2269. Find the K-Beauty of a Number

Description

The k-beauty of an integer num is defined as the number of substrings of num when it is read as a string that meet the following conditions:

It has a length of k.
It is a divisor of num.

Given integers num and k, return the k-beauty of num.

Note:

Leading zeros are allowed.
0 is not a divisor of any value.

A substring is a contiguous sequence of characters in a string.

Example 1:

Input: num = 240, k = 2
Output: 2
Explanation: The following are the substrings of num of length k:
- "24" from "240": 24 is a divisor of 240.
- "40" from "240": 40 is a divisor of 240.
Therefore, the k-beauty is 2.

Example 2:

Input: num = 430043, k = 2
Output: 2
Explanation: The following are the substrings of num of length k:
- "43" from "430043": 43 is a divisor of 430043.
- "30" from "430043": 30 is not a divisor of 430043.
- "00" from "430043": 0 is not a divisor of 430043.
- "04" from "430043": 4 is not a divisor of 430043.
- "43" from "430043": 43 is a divisor of 430043.
Therefore, the k-beauty is 2.

Constraints:

1 <= num <= 10⁹
1 <= k <= num.length (taking num as a string)

Solutions

Solution 1: Enumeration

We can convert \(num\) to a string \(s\), then enumerate all substrings of \(s\) with length \(k\), convert them to an integer \(t\), and check if \(t\) is divisible by \(num\). If it is, we increment the answer.

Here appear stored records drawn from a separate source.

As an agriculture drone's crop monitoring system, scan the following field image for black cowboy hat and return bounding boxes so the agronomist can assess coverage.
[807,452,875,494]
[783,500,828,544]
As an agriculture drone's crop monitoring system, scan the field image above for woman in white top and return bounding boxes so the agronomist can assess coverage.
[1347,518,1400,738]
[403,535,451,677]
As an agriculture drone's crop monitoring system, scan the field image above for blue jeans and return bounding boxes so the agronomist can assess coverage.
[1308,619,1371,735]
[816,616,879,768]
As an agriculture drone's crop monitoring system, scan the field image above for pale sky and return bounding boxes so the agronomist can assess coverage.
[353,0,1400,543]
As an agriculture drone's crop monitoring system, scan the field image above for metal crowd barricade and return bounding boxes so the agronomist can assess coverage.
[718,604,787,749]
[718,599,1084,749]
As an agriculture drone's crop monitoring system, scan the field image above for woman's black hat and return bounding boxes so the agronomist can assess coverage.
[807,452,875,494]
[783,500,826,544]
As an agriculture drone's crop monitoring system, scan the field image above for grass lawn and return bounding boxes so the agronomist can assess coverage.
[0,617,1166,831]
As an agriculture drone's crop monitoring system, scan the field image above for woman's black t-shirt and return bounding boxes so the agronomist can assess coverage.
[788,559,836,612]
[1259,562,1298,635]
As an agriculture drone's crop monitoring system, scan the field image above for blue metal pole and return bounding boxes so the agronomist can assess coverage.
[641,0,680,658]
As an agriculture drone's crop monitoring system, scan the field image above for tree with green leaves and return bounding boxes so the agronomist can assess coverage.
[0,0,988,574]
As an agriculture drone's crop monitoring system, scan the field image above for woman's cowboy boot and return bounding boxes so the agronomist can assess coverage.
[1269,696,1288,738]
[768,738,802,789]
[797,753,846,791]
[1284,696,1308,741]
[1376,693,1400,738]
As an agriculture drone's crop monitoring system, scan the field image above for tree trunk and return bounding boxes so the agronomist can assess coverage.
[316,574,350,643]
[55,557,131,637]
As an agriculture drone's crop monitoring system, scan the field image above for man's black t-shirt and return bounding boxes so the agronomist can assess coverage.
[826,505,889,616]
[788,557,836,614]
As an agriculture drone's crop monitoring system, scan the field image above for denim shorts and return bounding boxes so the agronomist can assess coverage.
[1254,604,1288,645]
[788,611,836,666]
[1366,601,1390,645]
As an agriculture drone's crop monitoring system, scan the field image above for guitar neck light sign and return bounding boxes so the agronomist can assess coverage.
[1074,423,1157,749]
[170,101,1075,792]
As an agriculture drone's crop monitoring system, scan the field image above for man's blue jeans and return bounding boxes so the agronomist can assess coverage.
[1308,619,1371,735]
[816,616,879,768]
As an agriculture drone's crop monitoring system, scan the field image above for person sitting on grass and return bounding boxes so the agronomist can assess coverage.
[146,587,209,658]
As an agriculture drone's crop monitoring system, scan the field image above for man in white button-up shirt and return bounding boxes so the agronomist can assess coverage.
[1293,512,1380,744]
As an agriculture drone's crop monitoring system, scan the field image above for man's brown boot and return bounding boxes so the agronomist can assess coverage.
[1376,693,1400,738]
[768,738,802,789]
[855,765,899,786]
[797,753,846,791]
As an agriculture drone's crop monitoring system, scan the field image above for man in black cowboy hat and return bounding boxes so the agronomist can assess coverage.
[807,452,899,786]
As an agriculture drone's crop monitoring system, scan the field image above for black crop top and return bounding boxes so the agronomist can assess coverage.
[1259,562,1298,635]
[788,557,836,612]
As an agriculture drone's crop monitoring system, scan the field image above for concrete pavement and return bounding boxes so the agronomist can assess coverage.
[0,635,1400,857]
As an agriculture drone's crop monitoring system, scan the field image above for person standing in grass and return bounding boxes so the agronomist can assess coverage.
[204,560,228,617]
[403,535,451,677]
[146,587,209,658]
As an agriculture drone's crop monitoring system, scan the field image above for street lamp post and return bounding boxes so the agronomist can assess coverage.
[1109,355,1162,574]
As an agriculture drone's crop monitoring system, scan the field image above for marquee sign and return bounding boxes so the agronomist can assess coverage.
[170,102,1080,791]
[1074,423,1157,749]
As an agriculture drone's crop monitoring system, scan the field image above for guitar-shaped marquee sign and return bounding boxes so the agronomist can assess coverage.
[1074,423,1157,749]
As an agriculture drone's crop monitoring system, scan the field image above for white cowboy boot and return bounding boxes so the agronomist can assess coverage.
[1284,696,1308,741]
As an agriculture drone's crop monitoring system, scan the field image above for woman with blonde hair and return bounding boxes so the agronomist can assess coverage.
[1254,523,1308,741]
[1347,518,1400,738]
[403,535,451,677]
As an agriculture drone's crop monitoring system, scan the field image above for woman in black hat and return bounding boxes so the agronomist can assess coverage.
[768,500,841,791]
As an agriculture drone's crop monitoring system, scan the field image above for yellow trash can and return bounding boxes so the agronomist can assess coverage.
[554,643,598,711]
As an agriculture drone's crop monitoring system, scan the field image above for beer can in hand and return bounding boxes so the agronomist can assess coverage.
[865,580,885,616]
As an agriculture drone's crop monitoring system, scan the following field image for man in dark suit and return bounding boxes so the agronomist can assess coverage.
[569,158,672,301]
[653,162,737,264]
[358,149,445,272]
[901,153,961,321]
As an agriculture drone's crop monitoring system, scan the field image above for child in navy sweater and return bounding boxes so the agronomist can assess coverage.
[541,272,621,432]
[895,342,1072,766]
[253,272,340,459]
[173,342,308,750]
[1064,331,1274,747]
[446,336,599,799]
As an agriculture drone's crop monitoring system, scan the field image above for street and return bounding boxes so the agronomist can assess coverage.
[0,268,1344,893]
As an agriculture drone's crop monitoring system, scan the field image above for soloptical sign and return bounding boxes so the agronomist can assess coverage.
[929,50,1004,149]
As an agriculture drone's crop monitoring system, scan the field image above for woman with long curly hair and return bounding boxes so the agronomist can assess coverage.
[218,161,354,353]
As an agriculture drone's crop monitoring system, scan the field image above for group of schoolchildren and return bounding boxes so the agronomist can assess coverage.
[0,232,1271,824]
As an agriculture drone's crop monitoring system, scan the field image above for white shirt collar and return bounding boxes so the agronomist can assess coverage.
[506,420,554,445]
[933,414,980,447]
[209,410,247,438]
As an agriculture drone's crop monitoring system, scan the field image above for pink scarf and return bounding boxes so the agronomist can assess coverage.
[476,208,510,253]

The time complexity is \(O(\log num \times k)\), and the space complexity is \(O(\log num + k)\).

Python3JavaC++GoTypeScript

class Solution:
    def divisorSubstrings(self, num: int, k: int) -> int:
        ans = 0
        s = str(num)
        for i in range(len(s) - k + 1):
            t = int(s[i : i + k])
            if t and num % t == 0:
                ans += 1
        return ans

class Solution {
    public int divisorSubstrings(int num, int k) {
        int ans = 0;
        String s = "" + num;
        for (int i = 0; i < s.length() - k + 1; ++i) {
            int t = Integer.parseInt(s.substring(i, i + k));
            if (t != 0 && num % t == 0) {
                ++ans;
            }
        }
        return ans;
    }
}

class Solution {
public:
    int divisorSubstrings(int num, int k) {
        int ans = 0;
        string s = to_string(num);
        for (int i = 0; i < s.size() - k + 1; ++i) {
            int t = stoi(s.substr(i, k));
            ans += t && num % t == 0;
        }
        return ans;
    }
};

func divisorSubstrings(num int, k int) int {
    ans := 0
    s := strconv.Itoa(num)
    for i := 0; i < len(s)-k+1; i++ {
        t, _ := strconv.Atoi(s[i : i+k])
        if t > 0 && num%t == 0 {
            ans++
        }
    }
    return ans
}

function divisorSubstrings(num: number, k: number): number {
    let ans = 0;
    const s = num.toString();
    for (let i = 0; i < s.length - k + 1; ++i) {
        const t = parseInt(s.substring(i, i + k));
        if (t !== 0 && num % t === 0) {
            ++ans;
        }
    }
    return ans;
}

Solution 2: Sliding Window

We can maintain a sliding window of length \(k\). Initially, the window contains the lowest \(k\) digits of \(num\). Then, for each iteration, we move the window one digit to the right, update the number in the window, and check if the number in the window is divisible by \(num\). If it is, we increment the answer.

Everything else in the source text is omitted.